Die muslimische Welt ist heute auf den Knien. Wo ist der Messias und Mahdi, der ihr versprochen wurde?

Von Tayyeba Batool Inder

Die muslimische Welt ist heute auf den Knien. Sie hat einen unerhörten Bedarf an moralischen und spirituellen Reformen. Und sie sucht verzweifelt nach einem Führer, der sie vereinen kann. Wo ist der Messias und Mahdi, der ihr versprochen wurde?

Zur gegenwärtigen Lage

Nach den jüngsten bewaffneten Auseinandersetzungen im Heiligen Land ist die Frage der Führung in der muslimischen Welt wieder einmal in den Vordergrund gerückt. Eine einfache Online-Recherche zeigt eine Fülle von Theorien und Vorhersagen zu diesem Thema, wobei auch Videos, die sich mit diesem Thema beschäftigen, immer häufiger zu finden sind. Das Thema, das mit Nachdruck wiederkehrt, bleibt das Kommen des Messias der Letzten Tage und des Imam Mahdi. Das Internet ist voll von Hinweisen auf den Glauben und die Erwartungen der Menschen, von den Zeichen der Endzeit bis hin zu den militärischen Übungen, die man machen müsse, um sich der Armee des lang erwarteten Messias anzuschließen. Das Thema ist so aktuell, dass sogar Netflix im Jahr 2020 eine Serie mit dem Titel “Messiah” herausgebracht hat.

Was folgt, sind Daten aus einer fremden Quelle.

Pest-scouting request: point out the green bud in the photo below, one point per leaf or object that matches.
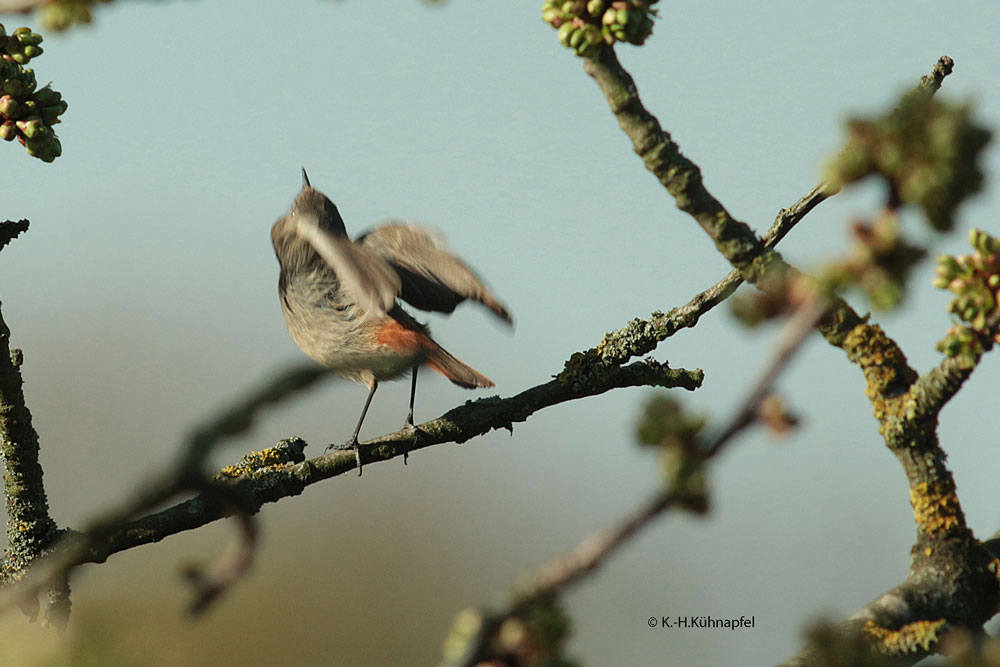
(9, 107)
(591, 34)
(47, 97)
(14, 87)
(45, 150)
(29, 38)
(33, 128)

Neben Palästina haben wir heute weit mehr als einen Schauplatz von Umwälzungen in muslimischen Ländern; auf der einen Seite stehen die nordafrikanischen Länder wie Algerien, Libyen, Tunesien, Ägypten u. a., die nach den inneren Wirren des Arabischen Frühlings immer noch nach Orientierung suchen. Und auf der anderen Seite haben wir den Nahen Osten, allen voran Syrien und Jemen, wo sich die Muslime gnadenlos gegenseitig zerfleischen, ganz zu schweigen vom Fall des Irak und der Türkei und die Kurdenfrage. Weiter östlich sind der Iran der Ayatollahs, das Pakistan der Mullahs und das Afghanistan der Taliban noch immer in den Schlagzeilen. Auch die Rohingya-Muslime in Burma und die Uiguren in China werden unterdrückt. Nicht zu vergessen das subsaharische Afrika mit Boko Haram und anderen Extremisten. Oder auch das Auflodern der Islamophobie im Westen und sogar in Indien in nie dagewesenem Ausmaß, was sich teils in eklatanten antimuslimischen Gesetzen niederschlägt. Es ist also unbestreitbar, dass sich die muslimische Welt heutzutage in großem Aufruhr befindet.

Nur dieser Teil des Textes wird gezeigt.